Lors des séances de ces dernières semaines, il est également ressorti que les femmes elles-mêmes ne s’en sont pas sorties indemnes. Plusieurs sont maintenant aux prises avec le SSPT. Parce que, comme Amber, elle est restée avec son enfant sous les décombres d’un immeuble bombardé pendant une journée avant de pouvoir être fouillée. Ou parce que, selon plusieurs femmes, elles ont été maltraitées en prison après avoir été capturées par des groupes kurdes : certaines femmes ont eu les yeux bandés, se sont déshabillées, ont pris une douche puis ont été mises mouillées et nues sur une chaise devant un climatiseur. « Ils ont menacé de mettre en ligne des photos de nous nues parce que nous étions les prostituées d’El Baghdadi[le chef de l’EI, ndlr] », a déclaré une femme à la police. Ils ont souvent été emprisonnés pendant des années dans ces camps de détention kurdes. Une période difficile, ont-ils tous dit.
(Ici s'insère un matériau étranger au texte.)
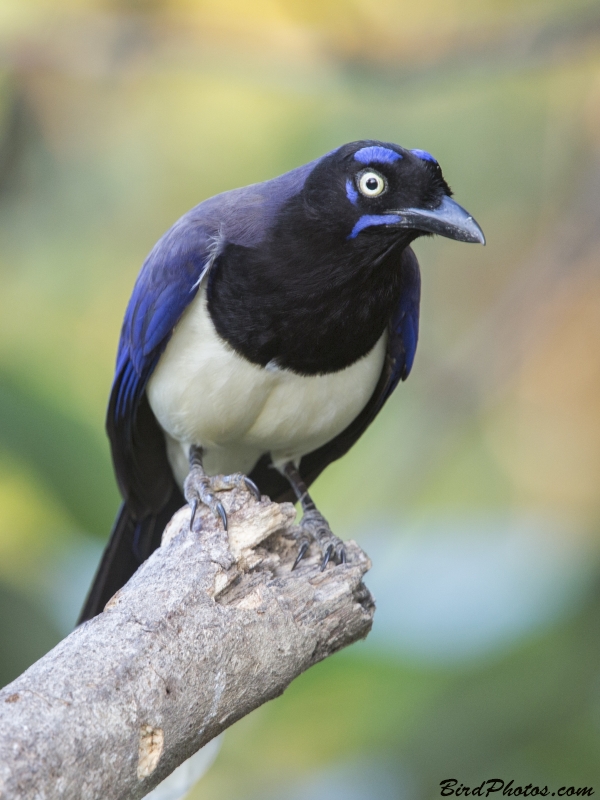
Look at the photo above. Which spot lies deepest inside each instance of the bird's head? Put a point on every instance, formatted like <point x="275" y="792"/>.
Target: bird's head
<point x="372" y="191"/>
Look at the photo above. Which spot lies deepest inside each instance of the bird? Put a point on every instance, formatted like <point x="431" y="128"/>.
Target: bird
<point x="265" y="332"/>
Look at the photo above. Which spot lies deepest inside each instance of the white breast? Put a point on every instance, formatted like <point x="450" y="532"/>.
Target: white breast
<point x="202" y="392"/>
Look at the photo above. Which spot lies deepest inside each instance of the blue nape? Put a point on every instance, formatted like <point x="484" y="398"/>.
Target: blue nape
<point x="375" y="154"/>
<point x="351" y="192"/>
<point x="424" y="155"/>
<point x="373" y="219"/>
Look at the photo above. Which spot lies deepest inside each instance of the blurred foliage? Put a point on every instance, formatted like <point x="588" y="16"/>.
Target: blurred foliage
<point x="116" y="116"/>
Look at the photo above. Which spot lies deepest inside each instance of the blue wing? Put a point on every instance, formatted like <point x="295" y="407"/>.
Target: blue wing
<point x="166" y="285"/>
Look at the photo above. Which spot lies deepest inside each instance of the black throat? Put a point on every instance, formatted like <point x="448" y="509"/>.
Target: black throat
<point x="312" y="302"/>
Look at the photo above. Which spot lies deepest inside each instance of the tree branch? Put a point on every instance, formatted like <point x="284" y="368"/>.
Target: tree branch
<point x="209" y="628"/>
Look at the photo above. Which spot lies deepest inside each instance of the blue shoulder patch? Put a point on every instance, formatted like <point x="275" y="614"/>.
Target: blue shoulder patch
<point x="376" y="154"/>
<point x="423" y="154"/>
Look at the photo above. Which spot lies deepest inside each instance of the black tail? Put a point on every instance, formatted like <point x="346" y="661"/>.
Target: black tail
<point x="130" y="543"/>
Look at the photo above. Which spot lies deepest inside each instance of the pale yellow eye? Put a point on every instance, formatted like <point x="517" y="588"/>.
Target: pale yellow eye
<point x="371" y="183"/>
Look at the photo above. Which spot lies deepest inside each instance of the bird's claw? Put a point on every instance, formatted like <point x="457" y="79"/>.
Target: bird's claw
<point x="327" y="556"/>
<point x="223" y="514"/>
<point x="200" y="489"/>
<point x="315" y="527"/>
<point x="304" y="545"/>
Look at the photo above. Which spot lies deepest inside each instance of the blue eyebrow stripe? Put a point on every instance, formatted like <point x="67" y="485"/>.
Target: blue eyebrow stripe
<point x="424" y="155"/>
<point x="351" y="192"/>
<point x="373" y="219"/>
<point x="376" y="155"/>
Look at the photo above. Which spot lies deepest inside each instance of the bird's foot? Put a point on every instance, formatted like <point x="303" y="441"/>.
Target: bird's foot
<point x="201" y="488"/>
<point x="315" y="528"/>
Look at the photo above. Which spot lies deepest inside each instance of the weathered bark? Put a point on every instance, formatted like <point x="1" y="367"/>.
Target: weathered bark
<point x="208" y="629"/>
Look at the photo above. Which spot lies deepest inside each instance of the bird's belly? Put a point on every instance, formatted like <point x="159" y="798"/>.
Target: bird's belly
<point x="202" y="392"/>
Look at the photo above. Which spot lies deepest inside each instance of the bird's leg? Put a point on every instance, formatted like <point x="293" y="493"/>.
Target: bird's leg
<point x="200" y="487"/>
<point x="313" y="523"/>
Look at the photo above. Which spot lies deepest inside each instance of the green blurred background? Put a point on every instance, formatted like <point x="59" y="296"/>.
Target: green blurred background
<point x="477" y="490"/>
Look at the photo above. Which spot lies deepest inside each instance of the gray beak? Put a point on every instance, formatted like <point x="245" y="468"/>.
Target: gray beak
<point x="448" y="219"/>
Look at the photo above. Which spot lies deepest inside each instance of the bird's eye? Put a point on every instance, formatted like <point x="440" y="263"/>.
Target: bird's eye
<point x="371" y="183"/>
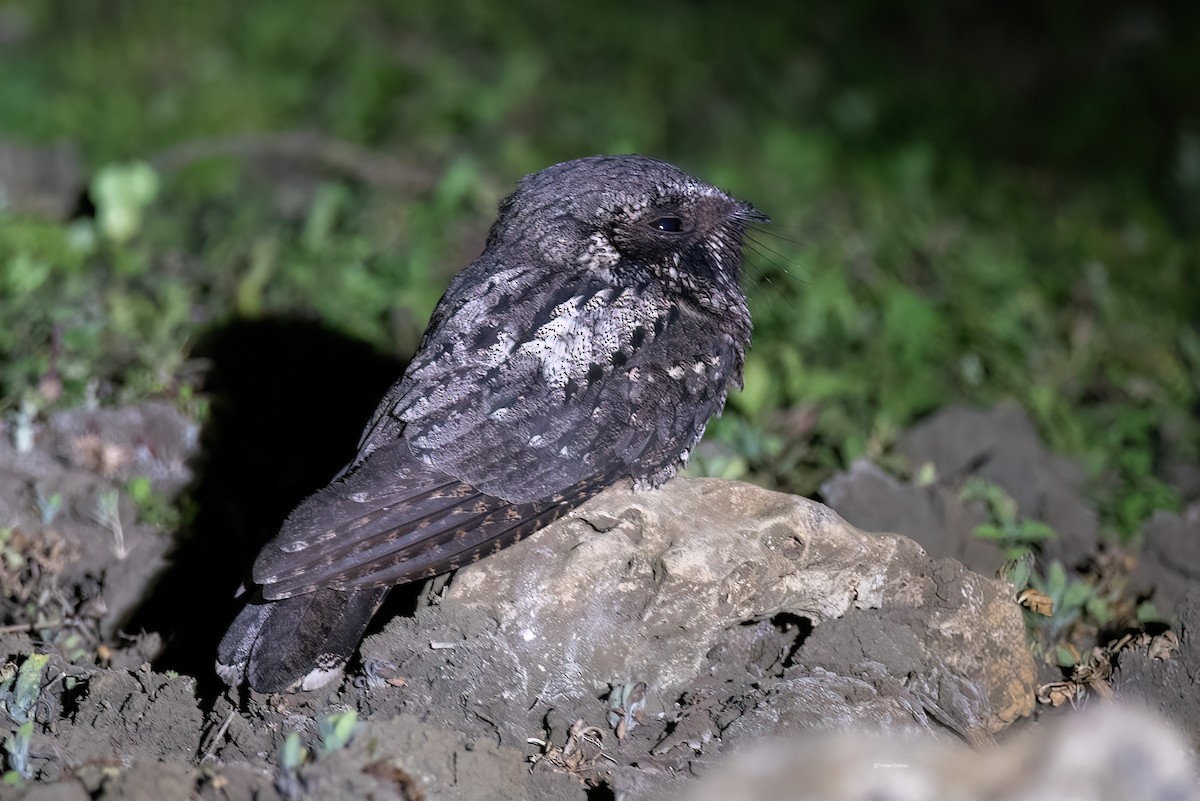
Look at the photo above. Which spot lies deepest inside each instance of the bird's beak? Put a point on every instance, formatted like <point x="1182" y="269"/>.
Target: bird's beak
<point x="748" y="214"/>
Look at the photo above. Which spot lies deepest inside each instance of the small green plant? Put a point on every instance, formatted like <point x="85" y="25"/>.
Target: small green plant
<point x="18" y="699"/>
<point x="154" y="507"/>
<point x="292" y="758"/>
<point x="336" y="730"/>
<point x="121" y="193"/>
<point x="1013" y="535"/>
<point x="108" y="515"/>
<point x="292" y="754"/>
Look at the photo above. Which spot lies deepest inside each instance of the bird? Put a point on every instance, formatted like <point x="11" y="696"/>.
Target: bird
<point x="589" y="344"/>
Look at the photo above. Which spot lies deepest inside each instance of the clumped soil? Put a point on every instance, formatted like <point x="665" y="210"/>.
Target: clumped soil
<point x="127" y="594"/>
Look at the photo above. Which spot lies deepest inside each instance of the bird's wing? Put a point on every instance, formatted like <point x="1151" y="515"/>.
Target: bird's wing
<point x="522" y="397"/>
<point x="396" y="519"/>
<point x="514" y="411"/>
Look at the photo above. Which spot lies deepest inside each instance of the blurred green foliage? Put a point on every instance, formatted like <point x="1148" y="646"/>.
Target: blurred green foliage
<point x="972" y="202"/>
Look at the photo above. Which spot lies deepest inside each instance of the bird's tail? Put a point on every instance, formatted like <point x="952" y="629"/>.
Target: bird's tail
<point x="298" y="643"/>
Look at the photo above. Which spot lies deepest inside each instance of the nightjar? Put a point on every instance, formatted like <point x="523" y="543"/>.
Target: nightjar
<point x="589" y="343"/>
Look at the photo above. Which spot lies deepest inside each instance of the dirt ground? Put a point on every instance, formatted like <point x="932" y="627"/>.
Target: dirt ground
<point x="127" y="596"/>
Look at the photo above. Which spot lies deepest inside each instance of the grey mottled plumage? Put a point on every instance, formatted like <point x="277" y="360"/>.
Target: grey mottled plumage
<point x="591" y="342"/>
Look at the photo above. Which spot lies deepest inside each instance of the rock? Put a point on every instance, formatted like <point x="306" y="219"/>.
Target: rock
<point x="1003" y="446"/>
<point x="1108" y="752"/>
<point x="45" y="181"/>
<point x="933" y="516"/>
<point x="1170" y="558"/>
<point x="1168" y="686"/>
<point x="707" y="590"/>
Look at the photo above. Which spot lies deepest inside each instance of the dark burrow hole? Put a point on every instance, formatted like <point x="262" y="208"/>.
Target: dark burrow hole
<point x="763" y="648"/>
<point x="601" y="792"/>
<point x="288" y="402"/>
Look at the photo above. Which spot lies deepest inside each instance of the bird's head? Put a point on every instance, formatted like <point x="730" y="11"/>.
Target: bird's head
<point x="630" y="220"/>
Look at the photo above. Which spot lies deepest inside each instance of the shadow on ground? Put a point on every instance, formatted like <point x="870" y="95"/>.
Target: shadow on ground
<point x="288" y="402"/>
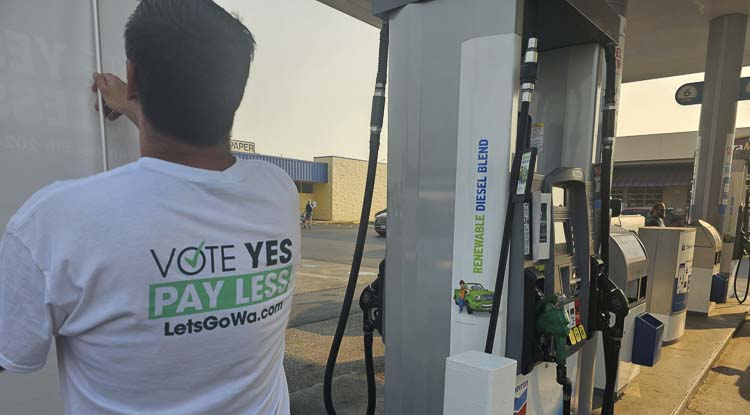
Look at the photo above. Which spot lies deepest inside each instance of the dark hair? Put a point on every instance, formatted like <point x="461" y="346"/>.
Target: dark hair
<point x="191" y="60"/>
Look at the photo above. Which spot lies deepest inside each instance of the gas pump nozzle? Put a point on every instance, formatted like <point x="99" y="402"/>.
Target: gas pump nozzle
<point x="611" y="301"/>
<point x="552" y="321"/>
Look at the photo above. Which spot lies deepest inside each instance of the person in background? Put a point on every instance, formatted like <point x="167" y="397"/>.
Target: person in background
<point x="656" y="218"/>
<point x="308" y="215"/>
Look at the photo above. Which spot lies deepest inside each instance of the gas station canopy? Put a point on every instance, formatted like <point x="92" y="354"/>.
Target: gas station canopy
<point x="663" y="38"/>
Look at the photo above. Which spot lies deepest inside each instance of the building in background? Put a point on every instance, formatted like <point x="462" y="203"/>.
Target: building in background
<point x="659" y="167"/>
<point x="336" y="184"/>
<point x="648" y="169"/>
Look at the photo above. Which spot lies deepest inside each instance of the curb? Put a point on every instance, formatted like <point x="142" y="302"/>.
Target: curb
<point x="704" y="372"/>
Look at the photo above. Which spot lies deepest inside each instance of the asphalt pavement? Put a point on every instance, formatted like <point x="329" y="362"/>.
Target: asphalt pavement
<point x="332" y="242"/>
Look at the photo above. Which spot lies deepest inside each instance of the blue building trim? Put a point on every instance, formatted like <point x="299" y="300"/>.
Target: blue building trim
<point x="298" y="170"/>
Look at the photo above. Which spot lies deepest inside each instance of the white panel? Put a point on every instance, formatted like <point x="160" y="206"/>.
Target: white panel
<point x="479" y="383"/>
<point x="486" y="114"/>
<point x="49" y="130"/>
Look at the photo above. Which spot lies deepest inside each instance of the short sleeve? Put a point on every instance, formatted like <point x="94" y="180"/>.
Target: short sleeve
<point x="25" y="322"/>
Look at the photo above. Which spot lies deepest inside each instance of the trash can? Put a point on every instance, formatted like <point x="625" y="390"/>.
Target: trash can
<point x="719" y="287"/>
<point x="647" y="339"/>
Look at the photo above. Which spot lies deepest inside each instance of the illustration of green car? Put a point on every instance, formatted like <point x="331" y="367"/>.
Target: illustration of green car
<point x="477" y="297"/>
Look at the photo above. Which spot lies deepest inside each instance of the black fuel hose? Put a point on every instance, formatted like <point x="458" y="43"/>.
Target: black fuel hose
<point x="610" y="342"/>
<point x="747" y="287"/>
<point x="370" y="371"/>
<point x="529" y="70"/>
<point x="564" y="380"/>
<point x="376" y="125"/>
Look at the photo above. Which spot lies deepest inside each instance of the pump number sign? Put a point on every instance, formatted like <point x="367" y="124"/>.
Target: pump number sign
<point x="692" y="93"/>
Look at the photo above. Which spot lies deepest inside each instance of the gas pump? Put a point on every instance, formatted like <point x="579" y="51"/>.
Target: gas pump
<point x="452" y="196"/>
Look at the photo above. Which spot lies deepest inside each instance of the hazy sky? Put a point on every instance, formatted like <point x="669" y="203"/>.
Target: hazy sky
<point x="311" y="83"/>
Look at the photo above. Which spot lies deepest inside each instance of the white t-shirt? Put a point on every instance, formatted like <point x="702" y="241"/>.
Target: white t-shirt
<point x="167" y="288"/>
Des femmes de l’EI et leurs enfants dans le camp de détention kurde d’Al Hol en Syrie. ©AFP

Alors que les juges reconnaissaient ces circonstances difficiles, il y avait toujours une autre voix : que la misère était vraiment le résultat de leurs propres choix. Comme dans l’affaire contre Naima E. (54 ans), qui a emmené son fils adolescent en Syrie. Le garçon est mort. ,,Zij is verantwoordelijk voor de dood van haar eigen zoon », stelt de officier van justitie in haar zaak. ,,Ik weet dat ze daar veel verdriet van heeft, maar dat hebben andere nabestaanden ook. Met deze verschrikkelijke realiteit moet ze zelf leren vie. »

Peine de prison

Le ministère public a requis jeudi 3,5 ans de prison contre Amber. Des peines comprises entre 3,5 et 4 ans ont été requises contre les quatre autres femmes du groupe rappelé. Le juge statuera le 13 avril.

L’année dernière, un groupe de 12 Néerlandaises et leurs 28 enfants ont été récupérés en Syrie. Leurs procès sont toujours pendants.